Democratic vice presidential candidate Joe Biden said Republican John McCain protected offshore tax shelters worth billions of dollars to U.S. insurance giants.

In his second trip in four days to this battleground state Tuesday, Biden said McCain promised to oppose any efforts to close a “Bermuda loophole” where American companies shielded $4 billion to $7 billion from U.S. taxes.

By claiming their headquarters as Bermuda, Biden said, firms actually based in the U.S. can keep profits out of the reach of the IRS.

“They're skipping out on billions of dollars in taxes, and that money could be used to insure our children, … to make sure the (Department of Veterans Affairs) is not underfunded, to rebuild bridges that are crumbling around the nation,” Biden said.

Biden was referring to a provision of tax law that some insurance companies can use to wipe out much of their U.S. tax liability.
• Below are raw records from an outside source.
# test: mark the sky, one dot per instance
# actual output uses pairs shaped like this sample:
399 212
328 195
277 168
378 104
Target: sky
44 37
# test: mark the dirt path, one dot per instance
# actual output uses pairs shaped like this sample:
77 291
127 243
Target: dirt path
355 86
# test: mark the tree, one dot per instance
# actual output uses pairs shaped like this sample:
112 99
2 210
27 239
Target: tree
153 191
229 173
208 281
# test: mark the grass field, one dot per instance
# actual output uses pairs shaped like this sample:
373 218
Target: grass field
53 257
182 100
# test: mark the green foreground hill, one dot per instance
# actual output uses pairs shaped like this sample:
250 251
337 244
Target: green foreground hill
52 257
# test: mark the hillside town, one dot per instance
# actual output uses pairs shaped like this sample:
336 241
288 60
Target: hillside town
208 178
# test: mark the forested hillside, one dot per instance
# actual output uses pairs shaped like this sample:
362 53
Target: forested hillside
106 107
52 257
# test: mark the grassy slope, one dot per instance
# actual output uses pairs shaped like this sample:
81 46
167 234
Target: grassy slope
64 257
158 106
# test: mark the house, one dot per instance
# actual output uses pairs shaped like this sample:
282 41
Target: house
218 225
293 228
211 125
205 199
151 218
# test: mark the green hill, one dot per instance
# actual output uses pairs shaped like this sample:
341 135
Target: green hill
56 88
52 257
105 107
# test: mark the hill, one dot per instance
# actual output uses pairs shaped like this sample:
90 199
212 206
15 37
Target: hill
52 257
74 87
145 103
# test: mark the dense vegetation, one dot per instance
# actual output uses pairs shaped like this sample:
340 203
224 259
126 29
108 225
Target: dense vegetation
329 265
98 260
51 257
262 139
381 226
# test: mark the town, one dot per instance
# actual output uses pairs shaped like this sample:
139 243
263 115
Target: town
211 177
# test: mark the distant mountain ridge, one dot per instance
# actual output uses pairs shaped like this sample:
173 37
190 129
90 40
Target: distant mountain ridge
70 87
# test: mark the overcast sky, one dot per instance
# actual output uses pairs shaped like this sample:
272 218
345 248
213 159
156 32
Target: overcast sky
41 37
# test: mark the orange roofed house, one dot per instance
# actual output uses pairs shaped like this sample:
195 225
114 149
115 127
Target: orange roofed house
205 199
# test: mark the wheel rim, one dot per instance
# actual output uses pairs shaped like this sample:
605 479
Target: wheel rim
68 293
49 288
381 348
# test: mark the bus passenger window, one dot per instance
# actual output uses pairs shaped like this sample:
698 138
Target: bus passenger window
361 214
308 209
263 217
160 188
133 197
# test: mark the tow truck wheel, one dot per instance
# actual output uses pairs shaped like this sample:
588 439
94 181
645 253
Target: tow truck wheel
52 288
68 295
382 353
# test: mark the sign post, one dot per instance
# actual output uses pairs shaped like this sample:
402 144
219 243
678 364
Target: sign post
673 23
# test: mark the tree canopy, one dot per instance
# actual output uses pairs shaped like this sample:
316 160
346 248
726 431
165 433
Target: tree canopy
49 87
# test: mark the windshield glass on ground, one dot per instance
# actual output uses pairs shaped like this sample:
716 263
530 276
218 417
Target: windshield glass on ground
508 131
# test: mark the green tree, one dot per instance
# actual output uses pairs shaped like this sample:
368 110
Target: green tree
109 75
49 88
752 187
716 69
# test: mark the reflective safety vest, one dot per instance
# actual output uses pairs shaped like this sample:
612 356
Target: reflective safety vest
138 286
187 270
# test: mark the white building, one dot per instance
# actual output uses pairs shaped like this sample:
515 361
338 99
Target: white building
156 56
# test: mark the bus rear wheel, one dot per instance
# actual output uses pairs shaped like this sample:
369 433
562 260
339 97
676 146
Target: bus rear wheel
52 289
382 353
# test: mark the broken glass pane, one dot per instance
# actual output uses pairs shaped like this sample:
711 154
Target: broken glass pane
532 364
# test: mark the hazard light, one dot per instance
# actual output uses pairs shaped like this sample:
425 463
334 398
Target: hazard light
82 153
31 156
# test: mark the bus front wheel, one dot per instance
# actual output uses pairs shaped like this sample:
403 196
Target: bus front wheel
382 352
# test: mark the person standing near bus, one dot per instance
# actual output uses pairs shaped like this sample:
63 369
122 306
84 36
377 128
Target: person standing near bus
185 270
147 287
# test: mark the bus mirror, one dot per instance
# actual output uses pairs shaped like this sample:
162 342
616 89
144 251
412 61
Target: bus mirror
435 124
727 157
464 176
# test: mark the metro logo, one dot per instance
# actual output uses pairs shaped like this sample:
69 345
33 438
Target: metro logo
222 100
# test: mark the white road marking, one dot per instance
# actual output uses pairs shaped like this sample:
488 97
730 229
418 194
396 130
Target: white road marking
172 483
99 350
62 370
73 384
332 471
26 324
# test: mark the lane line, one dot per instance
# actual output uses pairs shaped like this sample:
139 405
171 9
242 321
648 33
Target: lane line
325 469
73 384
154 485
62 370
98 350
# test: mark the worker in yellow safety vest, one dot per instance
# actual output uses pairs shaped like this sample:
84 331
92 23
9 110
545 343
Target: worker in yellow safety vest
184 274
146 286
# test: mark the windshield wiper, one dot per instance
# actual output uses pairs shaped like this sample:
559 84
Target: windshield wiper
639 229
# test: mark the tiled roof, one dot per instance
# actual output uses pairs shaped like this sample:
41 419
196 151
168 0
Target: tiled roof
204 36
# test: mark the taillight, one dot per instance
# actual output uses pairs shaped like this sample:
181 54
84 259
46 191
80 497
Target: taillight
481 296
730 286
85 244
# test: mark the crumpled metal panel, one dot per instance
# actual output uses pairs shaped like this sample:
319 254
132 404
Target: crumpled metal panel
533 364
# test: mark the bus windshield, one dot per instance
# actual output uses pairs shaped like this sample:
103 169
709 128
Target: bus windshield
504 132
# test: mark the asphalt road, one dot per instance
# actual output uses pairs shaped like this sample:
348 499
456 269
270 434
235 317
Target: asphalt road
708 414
The companies that issue fire, property and casualty insurance are allowed to establish a Bermuda office and transfer the premiums they collect there, treating them as business expenses. That creates a deduction that erases millions of dollars in taxable profits, costing the U.S. Treasury $4 billion or more a year.

McCain spent three days in Bermuda in August 2007 meeting business and political leaders, and while there was quoted by the island's main newspaper as promising to defend tax breaks for insurance companies that locate there.

“The industry, the reinsurance that's had such phenomenal success has been good for both nations,” he was quoted as saying in an Aug. 23, 2007, article. “I would oppose any measures that would upset that.”

Biden's remarks echoed claims Obama's campaign made in a new TV ad Tuesday attacking McCain on economic woes amid fears of a meltdown on Wall Street.

“We have a culture in Washington where the very few wealthy and powerful have a place at the table and everybody else is on the menu,” Biden said.